When Daly emerged, there was no sign of the old woman. She seemed to have miraculously disappeared. Then he heard the crunch of gravel and the squeak of a gate as she marched into the graveyard. He shouted for her to stop and she looked back, throwing him a sharp, shrewd glance before breaking into a run, gathering up her long skirts to reveal a pair of muddy trainers.
A mourner who’d been kneeling at a grave stood up and tried to block her path, but she sidestepped him, knocking against his shoulder. A slight collision, but enough to knock off her shawl and wig to reveal a much younger woman, running hard now, weaving her way through the jumble of gravestones. Daly vaulted the low wall and tried to cut her off before she reached the road, but getting his own legs to match her pace and agility was becoming problematic for him.

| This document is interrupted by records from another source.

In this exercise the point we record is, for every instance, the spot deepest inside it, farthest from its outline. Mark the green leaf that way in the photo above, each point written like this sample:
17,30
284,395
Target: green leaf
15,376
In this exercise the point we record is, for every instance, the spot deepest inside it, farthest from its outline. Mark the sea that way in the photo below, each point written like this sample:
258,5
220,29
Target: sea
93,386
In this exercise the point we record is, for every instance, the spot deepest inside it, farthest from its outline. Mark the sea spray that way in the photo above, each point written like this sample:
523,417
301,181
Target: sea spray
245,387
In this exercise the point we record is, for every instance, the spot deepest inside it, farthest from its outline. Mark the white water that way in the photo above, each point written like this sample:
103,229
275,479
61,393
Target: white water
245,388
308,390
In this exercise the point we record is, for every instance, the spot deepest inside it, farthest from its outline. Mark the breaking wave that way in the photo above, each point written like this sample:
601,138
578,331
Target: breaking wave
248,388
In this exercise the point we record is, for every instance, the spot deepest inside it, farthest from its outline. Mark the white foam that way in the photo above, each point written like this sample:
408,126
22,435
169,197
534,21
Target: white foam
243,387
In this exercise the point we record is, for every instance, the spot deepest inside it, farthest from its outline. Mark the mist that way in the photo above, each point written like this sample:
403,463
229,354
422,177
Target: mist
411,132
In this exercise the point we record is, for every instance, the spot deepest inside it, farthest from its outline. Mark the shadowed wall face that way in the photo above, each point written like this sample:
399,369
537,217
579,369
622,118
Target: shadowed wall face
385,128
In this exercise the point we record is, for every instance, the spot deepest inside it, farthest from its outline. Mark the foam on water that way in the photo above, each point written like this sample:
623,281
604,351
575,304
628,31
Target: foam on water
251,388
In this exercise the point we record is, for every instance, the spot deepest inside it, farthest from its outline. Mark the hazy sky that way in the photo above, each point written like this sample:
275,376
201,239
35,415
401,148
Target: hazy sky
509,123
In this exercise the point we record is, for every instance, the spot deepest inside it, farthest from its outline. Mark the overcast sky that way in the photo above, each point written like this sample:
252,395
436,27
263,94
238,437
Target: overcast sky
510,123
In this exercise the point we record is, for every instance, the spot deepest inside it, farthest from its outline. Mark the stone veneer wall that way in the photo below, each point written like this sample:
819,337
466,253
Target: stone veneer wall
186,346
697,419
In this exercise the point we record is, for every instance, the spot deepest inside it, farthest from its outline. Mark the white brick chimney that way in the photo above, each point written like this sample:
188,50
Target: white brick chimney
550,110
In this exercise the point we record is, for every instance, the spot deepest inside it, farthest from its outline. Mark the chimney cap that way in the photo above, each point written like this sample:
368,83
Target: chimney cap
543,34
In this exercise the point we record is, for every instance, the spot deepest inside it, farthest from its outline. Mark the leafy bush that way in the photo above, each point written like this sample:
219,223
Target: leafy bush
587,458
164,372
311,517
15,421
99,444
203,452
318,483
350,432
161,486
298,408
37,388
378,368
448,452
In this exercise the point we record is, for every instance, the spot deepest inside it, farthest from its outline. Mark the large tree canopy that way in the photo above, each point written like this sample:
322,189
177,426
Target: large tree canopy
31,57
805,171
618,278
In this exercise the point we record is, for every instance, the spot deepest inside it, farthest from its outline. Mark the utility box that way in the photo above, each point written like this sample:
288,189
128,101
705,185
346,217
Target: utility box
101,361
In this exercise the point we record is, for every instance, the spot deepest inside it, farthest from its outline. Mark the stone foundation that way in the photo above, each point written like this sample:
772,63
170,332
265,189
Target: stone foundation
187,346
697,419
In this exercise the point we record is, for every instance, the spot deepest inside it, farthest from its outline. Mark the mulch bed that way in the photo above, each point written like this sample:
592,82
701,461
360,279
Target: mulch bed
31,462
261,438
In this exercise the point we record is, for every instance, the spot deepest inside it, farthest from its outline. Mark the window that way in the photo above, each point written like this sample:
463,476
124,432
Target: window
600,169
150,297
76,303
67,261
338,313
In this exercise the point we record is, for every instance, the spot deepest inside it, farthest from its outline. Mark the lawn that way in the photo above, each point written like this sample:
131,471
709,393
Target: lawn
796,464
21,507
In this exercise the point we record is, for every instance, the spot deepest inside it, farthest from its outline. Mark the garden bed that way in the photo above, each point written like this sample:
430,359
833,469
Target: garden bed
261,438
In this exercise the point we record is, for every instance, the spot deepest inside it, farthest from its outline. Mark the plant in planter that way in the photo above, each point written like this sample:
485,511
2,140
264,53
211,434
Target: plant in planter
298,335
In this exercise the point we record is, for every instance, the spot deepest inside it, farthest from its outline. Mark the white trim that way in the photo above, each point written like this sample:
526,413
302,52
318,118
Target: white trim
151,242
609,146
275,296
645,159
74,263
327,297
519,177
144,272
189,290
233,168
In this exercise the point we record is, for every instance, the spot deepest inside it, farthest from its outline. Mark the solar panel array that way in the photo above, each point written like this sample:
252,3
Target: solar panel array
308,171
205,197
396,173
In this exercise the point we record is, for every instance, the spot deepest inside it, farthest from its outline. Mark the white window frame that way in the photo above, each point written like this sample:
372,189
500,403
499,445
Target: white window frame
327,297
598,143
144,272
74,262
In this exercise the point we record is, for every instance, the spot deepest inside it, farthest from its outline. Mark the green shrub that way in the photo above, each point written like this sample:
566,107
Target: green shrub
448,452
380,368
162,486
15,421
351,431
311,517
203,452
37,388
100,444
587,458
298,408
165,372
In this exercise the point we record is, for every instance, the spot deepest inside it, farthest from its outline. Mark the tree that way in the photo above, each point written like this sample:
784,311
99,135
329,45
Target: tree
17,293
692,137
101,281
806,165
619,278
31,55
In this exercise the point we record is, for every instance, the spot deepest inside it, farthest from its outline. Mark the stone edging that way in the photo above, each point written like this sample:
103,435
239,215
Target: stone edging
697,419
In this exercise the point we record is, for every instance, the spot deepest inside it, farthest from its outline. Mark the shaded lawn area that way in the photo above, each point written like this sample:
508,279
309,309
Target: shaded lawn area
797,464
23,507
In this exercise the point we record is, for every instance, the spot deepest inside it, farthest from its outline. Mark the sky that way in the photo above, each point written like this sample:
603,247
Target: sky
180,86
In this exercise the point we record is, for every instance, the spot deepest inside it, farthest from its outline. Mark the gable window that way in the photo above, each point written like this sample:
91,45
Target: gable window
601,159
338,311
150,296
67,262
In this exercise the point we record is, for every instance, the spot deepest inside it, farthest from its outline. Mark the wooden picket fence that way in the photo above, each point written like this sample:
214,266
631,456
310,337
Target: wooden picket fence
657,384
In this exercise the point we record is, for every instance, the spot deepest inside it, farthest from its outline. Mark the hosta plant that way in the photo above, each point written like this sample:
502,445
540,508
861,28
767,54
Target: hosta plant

A white van swung alongside the boundary wall, and speeded up beside the traveller woman. A beckoning arm reached out of the back of the vehicle and, with a sureness of feet that would have been breathtaking in a circus horse show, the woman leaped into the accelerating van. Within moments, a yawning gap opened up between Daly and the vehicle. Soon it was disappearing out of sight, leaving him a solitary figure standing in the middle of the road. He felt more bereft when he returned, out of breath, to the church and found that Rebecca was also leaving in a hurry. He glimpsed the whisk of her dark coat pulled after her as she slammed the car door shut. Oblivious to his panting presence, she drove off at speed.